La Cour de cassation a définitivement condamné l'État pour des contrôles d'identité "au faciès", une première saluée par les militants qui dénoncent depuis des années une pratique discriminatoire.

Une équipe Police Secours part en patrouille (illustration).
Une équipe Police Secours part en patrouille (illustration).
Crédit : PATRICK KOVARIK / AFP
Julien Absalon
Julien Absalon

Pendant que la plupart des esprits étaient tournés de l'autre côté de l'Atlantique pour observer l'élection de Donald Trump à la présidentielle américaine, la Cour de cassation a rendu une décision historique en France. Pour la première fois, mercredi 9 novembre, l'État a été définitivement condamné pour des contrôles d'identité discriminatoires. Dans les trois dossiers étudiés, la justice a considéré qu'une "faute lourde" avait été commise.

L'avocat des plaignants, Me Félix de Belloy, s'est félicité de sa victoire. "On sort de plusieurs décennies de non-droit en matière de contrôle d'identité. Les policiers considéraient qu'ils pouvaient contrôler sans motif, c'est terminé". Jacques Toubon, le Défenseur des droits, estime que cette décision constitue "une avancée majeure pour la garantie des droits des citoyens".
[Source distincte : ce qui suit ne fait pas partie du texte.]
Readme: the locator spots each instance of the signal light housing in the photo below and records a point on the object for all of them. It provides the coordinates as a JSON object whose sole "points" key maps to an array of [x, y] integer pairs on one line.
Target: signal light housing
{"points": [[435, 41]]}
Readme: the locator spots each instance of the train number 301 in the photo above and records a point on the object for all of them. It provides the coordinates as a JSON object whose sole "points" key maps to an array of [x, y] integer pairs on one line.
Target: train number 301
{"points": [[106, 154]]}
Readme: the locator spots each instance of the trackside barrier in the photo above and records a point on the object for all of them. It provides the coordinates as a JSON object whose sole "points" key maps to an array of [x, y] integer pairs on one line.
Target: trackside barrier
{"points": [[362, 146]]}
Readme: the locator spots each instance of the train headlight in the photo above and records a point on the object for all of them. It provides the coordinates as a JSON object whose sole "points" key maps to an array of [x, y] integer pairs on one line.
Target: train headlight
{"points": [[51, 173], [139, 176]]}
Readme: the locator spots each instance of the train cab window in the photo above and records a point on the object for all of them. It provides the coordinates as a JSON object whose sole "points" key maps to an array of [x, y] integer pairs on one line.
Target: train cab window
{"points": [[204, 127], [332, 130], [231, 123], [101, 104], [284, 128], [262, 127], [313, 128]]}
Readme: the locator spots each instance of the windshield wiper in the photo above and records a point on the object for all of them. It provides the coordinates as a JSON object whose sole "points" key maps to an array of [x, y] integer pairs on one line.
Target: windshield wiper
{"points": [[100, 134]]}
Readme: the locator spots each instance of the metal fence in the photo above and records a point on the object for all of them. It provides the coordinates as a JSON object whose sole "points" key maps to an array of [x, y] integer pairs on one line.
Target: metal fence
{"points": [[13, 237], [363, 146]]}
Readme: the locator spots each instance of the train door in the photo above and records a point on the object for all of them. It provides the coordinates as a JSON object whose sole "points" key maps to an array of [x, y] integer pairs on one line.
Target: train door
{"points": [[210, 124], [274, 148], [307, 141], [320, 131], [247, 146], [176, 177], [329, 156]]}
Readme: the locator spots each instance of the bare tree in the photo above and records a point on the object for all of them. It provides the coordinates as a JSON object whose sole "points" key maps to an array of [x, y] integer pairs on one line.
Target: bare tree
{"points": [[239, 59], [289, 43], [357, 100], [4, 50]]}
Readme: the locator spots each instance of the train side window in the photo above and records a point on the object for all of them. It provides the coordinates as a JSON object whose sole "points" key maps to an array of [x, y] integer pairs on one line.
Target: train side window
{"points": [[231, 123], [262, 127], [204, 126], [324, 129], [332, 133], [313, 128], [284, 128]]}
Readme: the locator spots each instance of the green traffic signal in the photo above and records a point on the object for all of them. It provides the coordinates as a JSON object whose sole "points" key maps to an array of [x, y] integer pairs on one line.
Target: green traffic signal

L'affaire avait débuté en 2013 avec les plaintes de treize hommes d'origine africaine qui s'étaient ému de contrôles injustifiés, d'insultes et tutoiements. Tous déboutés une première fois, cinq d'entre eux avaient ensuite obtenu gain de cause auprès de la cour d'appel de Paris en juin 2015. L'État, condamné à verser 1.500 euros de dommages et intérêts, s'était pourvu en cassation tout comme les huit hommes qui avaient à nouveau perdu. Au final, la Cour de cassation a rejeté onze pourvois et donné tort à l'État pour les trois autres dossiers.

Dans le cadre de cette jurisprudence, la Cour de cassation a précisé la façon dont ce type de discrimination devait être prouvée. Les plaignants savent désormais qu'il faut apporter au juge des éléments qui laissent présumer l'existence d'une discrimination. Ensuite, l'administration doit démontrer que le contrôle s'était déroulé dans les règles, ou que la différence de traitement était justifiée par des motifs clairement établis et objectifs.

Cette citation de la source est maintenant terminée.